Under the right conditions of over-voltage and line impedance, it may be possible to cause the MOV to burst into flames, the root cause of many fires which is the main reason for NFPA's concern resulting in UL1449 in 1986 and subsequent revisions in 1998 and 2009. Properly designed TVSS devices must not fail catastrophically, instead resulting in the opening of a thermal fuse or something equivalent that only disconnects MOV devices.

== Limitations ==
A MOV inside a transient voltage surge suppressor (TVSS) does not provide complete protection for electrical equipment. In particular, it provides no protection from sustained over-voltages that may result in damage to that equipment as well as to the protector device. Other sustained and harmful over-voltages may be lower and therefore ignored by a MOV device.

A varistor provides no equipment protection from inrush current surges (during equipment startup), from overcurrent (created by a short circuit), or from voltage sags (brownouts); it neither senses nor affects such events. Susceptibility of electronic equipment to these other electric power disturbances is defined by other aspects of the system design, either inside the equipment itself or externally by means such as a UPS, a voltage regulator or a surge protector with built-in overvoltage protection (which typically consists of a voltage-sensing circuit and a relay for disconnecting the AC input when the voltage reaches a danger threshold).
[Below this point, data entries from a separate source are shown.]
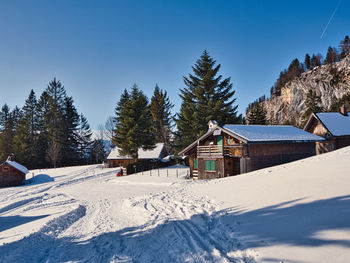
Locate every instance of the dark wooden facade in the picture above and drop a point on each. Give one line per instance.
(10, 176)
(232, 156)
(315, 126)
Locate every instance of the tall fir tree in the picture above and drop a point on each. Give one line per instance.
(257, 115)
(332, 56)
(312, 104)
(307, 61)
(25, 141)
(345, 47)
(7, 128)
(69, 140)
(84, 138)
(207, 96)
(161, 116)
(134, 123)
(56, 94)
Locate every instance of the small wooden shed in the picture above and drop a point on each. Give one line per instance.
(333, 126)
(115, 159)
(12, 174)
(235, 149)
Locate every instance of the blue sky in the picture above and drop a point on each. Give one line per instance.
(99, 48)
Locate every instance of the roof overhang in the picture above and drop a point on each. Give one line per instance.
(314, 116)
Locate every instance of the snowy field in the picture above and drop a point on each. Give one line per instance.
(298, 212)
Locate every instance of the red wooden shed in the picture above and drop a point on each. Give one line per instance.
(12, 174)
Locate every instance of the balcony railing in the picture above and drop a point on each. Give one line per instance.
(219, 150)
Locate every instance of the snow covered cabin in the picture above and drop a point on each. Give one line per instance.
(12, 174)
(114, 159)
(235, 149)
(333, 126)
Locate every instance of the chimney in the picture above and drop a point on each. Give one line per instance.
(343, 110)
(212, 124)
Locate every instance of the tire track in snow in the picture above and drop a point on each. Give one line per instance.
(197, 234)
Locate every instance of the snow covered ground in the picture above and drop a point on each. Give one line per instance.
(298, 212)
== Comparison to other transient suppressors ==
Another method for suppressing voltage spikes is the transient-voltage-suppression diode (TVS). Although diodes do not have as much capacity to conduct large surges as MOVs, diodes are not degraded by smaller surges and can be implemented with a lower "clamping voltage". MOVs degrade from repeated exposure to surges and generally have a higher "clamping voltage" so that leakage does not degrade the MOV. Both types are available over a wide range of voltages. MOVs tend to be more suitable for higher voltages, because they can conduct the higher associated energies at less cost.
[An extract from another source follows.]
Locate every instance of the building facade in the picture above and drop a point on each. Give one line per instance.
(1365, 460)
Another type of transient suppressor is the gas-tube suppressor. This is a type of spark gap that may use air or an inert gas mixture and often, a small amount of radioactive material such as Ni-63, to provide a more consistent breakdown voltage and reduce response time. Unfortunately, these devices may have higher breakdown voltages and longer response times than varistors. However, they can handle significantly higher fault currents and withstand multiple high-voltage hits (for example, from lightning) without significant degradation.

== Multi-layer varistor ==
Multi-layer varistor (MLV) devices provide electrostatic discharge protection to electronic circuits from low to medium energy transients in sensitive equipment operating at 0–120 volts dc. They have peak current ratings from about 20 to 500 amperes, and peak energy ratings from 0.05 to 2.5 joules.